A ANARQUIA DE ESCREVER






      Escrevo para compartilhar o caos aéreo do meu tempo. A nebulosidade impede decolagens. Minha bagagem cultural foi extraviada e você, por engano ou infortúnio, levou algo meu entre suas coisas. Devolva assim que puder. Tenho urgência de me situar, enquanto faço minha breve incursão pela noite. Quero ainda conhecer os pontos turísticos da cidade, antes que minha estadia aqui seja postergada e eu tenha que embarcar às pressas no próximo voo.

      Escrevo para agitar uma revolução silenciosa que se insinua nos corações oprimidos. Todos temos hora para chegar todos os dias, e caminhamos apressados, nos orientando pelos sinais confusos do caminho. Nossos finais de semana são paisagens e memórias de um lugar que nos parecia mais quente, agradável e acolhedor, antes que descobríssemos que o Capitalismo seria a nossa eterna prisão. Afinal, no útero da concepção de um futuro possível, a ambição era apenas a inocente expressão dos nossos desejos. Não tinha preço nem exigia do tempo, produtividade.

     Escrevo então para insurgir o que o Existencialismo chamaria de busca interminável por si mesmo. É o segundo em que o café passou de morno e no ponto, para frio e excessivamente amargo. Consegue ainda sentir o cheiro de liberdade em suas roupas? Você respira a poluição visual de suas mentiras e invenções. Tudo para se convencer de que esse mundo vale a pena e que o trabalho é sagrado e compensa. Quanta hipocrisia eu ouço por aí!
 -"Hei querida, isso não é liberdade. É só mais um Free box intoxicando seus poros, com vestígios inconvenientes das pessoas que fumaram a sua volta".
       O ambiente foi tragado pelas horas de prazer que você desperdiçou em troca do sacrifício do dever cumprido. Pessoalmente, eu acho que Deus jamais daria luz a um mundo onde notas consomem pessoas e pessoas se notabilizam pela soma dessas notas, desesperadamente sedentas em busca de algum valor. Valor que, constantemente elas procuram nos outros, nas coisas, nos sonhos distorcidos... E nunca, de forma alguma, em si mesmas.

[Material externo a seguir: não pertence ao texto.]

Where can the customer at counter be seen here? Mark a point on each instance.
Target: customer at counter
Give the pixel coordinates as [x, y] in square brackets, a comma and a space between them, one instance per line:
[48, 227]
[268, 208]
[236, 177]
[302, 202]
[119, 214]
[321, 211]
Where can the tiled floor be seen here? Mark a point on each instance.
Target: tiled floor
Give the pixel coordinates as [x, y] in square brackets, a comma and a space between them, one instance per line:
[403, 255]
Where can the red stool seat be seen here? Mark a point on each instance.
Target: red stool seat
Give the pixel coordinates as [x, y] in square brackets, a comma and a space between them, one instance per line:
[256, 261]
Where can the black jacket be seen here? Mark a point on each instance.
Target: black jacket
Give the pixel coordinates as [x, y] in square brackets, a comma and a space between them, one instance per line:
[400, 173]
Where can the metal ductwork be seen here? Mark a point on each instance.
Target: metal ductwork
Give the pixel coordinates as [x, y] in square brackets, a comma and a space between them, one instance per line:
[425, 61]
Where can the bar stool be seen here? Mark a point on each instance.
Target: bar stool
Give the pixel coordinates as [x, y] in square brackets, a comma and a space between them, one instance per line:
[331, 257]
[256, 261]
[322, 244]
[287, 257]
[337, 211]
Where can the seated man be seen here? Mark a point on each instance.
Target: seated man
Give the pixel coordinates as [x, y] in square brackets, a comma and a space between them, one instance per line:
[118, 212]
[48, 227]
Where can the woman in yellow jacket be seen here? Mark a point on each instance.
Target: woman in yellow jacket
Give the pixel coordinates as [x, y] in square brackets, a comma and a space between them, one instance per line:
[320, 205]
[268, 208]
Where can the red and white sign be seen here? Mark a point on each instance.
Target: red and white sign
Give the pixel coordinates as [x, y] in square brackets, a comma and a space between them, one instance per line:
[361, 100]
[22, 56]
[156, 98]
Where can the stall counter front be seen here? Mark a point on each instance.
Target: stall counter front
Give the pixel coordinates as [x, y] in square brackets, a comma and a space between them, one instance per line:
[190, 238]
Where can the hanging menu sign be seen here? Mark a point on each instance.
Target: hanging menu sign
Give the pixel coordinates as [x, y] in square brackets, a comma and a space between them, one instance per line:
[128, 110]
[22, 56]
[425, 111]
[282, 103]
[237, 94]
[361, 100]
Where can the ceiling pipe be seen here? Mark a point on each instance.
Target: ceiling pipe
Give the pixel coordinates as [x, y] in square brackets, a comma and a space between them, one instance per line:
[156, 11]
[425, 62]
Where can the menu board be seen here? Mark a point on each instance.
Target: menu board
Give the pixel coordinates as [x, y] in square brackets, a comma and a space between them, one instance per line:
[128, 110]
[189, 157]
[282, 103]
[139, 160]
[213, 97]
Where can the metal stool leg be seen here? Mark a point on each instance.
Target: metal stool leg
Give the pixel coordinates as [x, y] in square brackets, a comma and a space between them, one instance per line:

       Liberdade é essa palavra que afronta. Desopila a mente da dúvida, passeia pela incoerência e casa bem com a discórdia. Não aceita ordem nem qualquer obrigação espartana. É um desapego natural, um estar pleno e respirar novos ares a cada despertar.
        Liberdade é sentir algo inexplicável, sem fazer sentido. E saber que é bom, e consentir que faz bem, e não imaginar limite ou despertador capaz de estragar aquele momento.

       Escrevo assim, por uma cumplicidade inerente de dividir com o mundo, o meu repúdio pelas mentiras que inventamos diariamente, tentando convencer a nós mesmos de que fizemos a nossa parte. E que nada nunca é nossa culpa. Exceto a culpa que nos faz escravos de uma forma egocêntrica de pensar. A culpa da moda. Que as revistas estampam com orgulho, e os jornais trazem na capa.

         Mas não procure verdades definitivas nessas palavras, nem caía na inútil alusão de concordar ou criticar silenciosamente o que não estiver de acordo. Seria só a sua forma peculiar e acomodada de ver o mundo, resumida através de um linear ponto de vista. E você não é o dono da verdade. E eu não sou mais do que uma ideia em contradição com as metáforas.
       Opiniões são como usinas nucleares, contaminam o ar e em pouco tempo, todos estão infectados.
      Mas eu ainda penso que fazer suas próprias escolhas é não se deixar influenciar pela sabedoria dos tolos. E talvez, talvez este ainda seja o caminho para você se salvar.